[PATCH] D73602: [SVE] Add support for lowering GEPs involving scalable vectors.

Mon Feb 10 11:14:17 PST 2020

fpetrogalli added a comment.

In D73602#1864968 <https://reviews.llvm.org/D73602#1864968>, @efriedma wrote:

> > Could you please describe in a comment in the tests the math behind operations like the following?
>
> I'm not sure what you mean by "the math".  A scalar GEP produces a scalar result, a vector GEP produces a vector result.  A scalar operand to a vector GEP is splatted.  I'm not sure what useful explanation I could add; I could add a comment "This is a vector GEP", but I'm not sure that's helpful; the result type is already explicitly written in the "ret" instruction.

Yeah, I was confused by what the GEP was doing, I thought you where somehow adding the values of the fixed length vector to the first lanes of the scalable one.
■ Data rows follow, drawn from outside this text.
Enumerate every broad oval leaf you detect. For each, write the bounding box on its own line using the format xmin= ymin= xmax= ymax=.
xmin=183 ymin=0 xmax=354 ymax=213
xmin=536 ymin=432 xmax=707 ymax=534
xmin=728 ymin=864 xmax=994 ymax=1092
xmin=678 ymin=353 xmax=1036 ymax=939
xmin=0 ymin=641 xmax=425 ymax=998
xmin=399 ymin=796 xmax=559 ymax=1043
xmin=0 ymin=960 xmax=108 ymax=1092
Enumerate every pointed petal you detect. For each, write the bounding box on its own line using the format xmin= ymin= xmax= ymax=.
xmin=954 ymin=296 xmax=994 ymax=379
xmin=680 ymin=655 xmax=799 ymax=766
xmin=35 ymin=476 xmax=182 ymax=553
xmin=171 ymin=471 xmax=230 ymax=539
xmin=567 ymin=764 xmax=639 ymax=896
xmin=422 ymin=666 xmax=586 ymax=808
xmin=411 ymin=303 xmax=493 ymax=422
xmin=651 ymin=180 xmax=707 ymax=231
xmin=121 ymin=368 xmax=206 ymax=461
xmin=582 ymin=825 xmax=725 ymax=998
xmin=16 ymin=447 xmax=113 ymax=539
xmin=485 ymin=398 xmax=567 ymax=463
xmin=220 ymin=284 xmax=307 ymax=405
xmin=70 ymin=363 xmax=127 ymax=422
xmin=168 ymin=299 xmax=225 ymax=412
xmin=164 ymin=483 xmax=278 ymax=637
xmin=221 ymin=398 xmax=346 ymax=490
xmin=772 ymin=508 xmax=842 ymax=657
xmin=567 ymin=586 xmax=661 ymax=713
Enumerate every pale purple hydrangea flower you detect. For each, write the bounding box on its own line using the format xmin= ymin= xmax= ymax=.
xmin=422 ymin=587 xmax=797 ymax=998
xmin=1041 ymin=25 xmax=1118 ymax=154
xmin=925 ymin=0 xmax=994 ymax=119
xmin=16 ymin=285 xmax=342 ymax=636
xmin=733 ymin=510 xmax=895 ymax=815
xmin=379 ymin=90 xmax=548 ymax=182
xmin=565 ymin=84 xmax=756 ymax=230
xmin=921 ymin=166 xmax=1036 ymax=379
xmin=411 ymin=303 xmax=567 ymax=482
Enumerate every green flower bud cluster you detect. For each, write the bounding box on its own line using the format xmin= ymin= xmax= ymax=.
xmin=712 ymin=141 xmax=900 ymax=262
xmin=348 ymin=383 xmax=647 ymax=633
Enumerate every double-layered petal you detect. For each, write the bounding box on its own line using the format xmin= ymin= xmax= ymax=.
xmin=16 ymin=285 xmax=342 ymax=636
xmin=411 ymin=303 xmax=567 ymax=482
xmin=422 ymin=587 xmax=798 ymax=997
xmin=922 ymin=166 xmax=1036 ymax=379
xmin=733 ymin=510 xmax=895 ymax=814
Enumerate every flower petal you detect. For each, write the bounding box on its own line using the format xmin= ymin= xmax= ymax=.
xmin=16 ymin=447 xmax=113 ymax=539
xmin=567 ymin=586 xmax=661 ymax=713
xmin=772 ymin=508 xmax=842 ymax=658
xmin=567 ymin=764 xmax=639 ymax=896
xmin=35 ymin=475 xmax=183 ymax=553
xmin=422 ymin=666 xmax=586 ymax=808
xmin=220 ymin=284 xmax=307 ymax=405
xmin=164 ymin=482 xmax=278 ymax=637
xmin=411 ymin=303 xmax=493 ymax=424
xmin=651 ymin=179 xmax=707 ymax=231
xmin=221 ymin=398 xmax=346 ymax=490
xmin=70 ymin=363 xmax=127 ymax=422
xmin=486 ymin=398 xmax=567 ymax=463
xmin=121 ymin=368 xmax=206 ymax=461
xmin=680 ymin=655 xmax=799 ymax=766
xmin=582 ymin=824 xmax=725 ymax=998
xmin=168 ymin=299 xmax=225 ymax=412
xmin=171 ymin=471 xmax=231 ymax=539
My bad. No need to add any comment.

>> Could you please tests expressions like the following?
> 
> Sure.

Thanks!

>> You tests the cases for <vscale x 2 x i64>. Could you please test more configurations of <vscale x N x Ty>, at least covering all cases in which sizeof( N x Ty) == 16?
> 
> For vector GEPs, all the math always has to happen in N x i64 (since pointers are 64 bits wide).  So if N>2, we have to run type legalization, and that probably explodes in unrelated ways, so I don't really want to do that. I can add more tests for scalar GEPs over vector pointee types; that shouldn't require more patterns, I think.

Yes, I was not asking to modify the types of the RHS argument, I was asking to modify the type of the base pointer, so that you tests things like `getelementptr <vscale x 2 x i8>, <vscale x 2 x i8>*, i64 %whatever`

>> To make it work, I had to add handling of getelementpr when adding a constant int
> 
> What's the difference between the DAG produced by your patch, vs. my patch alone?

I have explained it in the comment of the first example.

================
Comment at: llvm/test/CodeGen/AArch64/sve-gep.ll:7-8
+; CHECK:       // %bb.0:
+; CHECK-NEXT:    rdvl x8, #1
+; CHECK-NEXT:    add x0, x0, x8, lsl #2
+; CHECK-NEXT:    ret
----------------
These two instructions could be replaced by a single one: `addvl x0, x0, #4`. Do you think you can change your patch to generate this sequence, or should this be done in the back-end?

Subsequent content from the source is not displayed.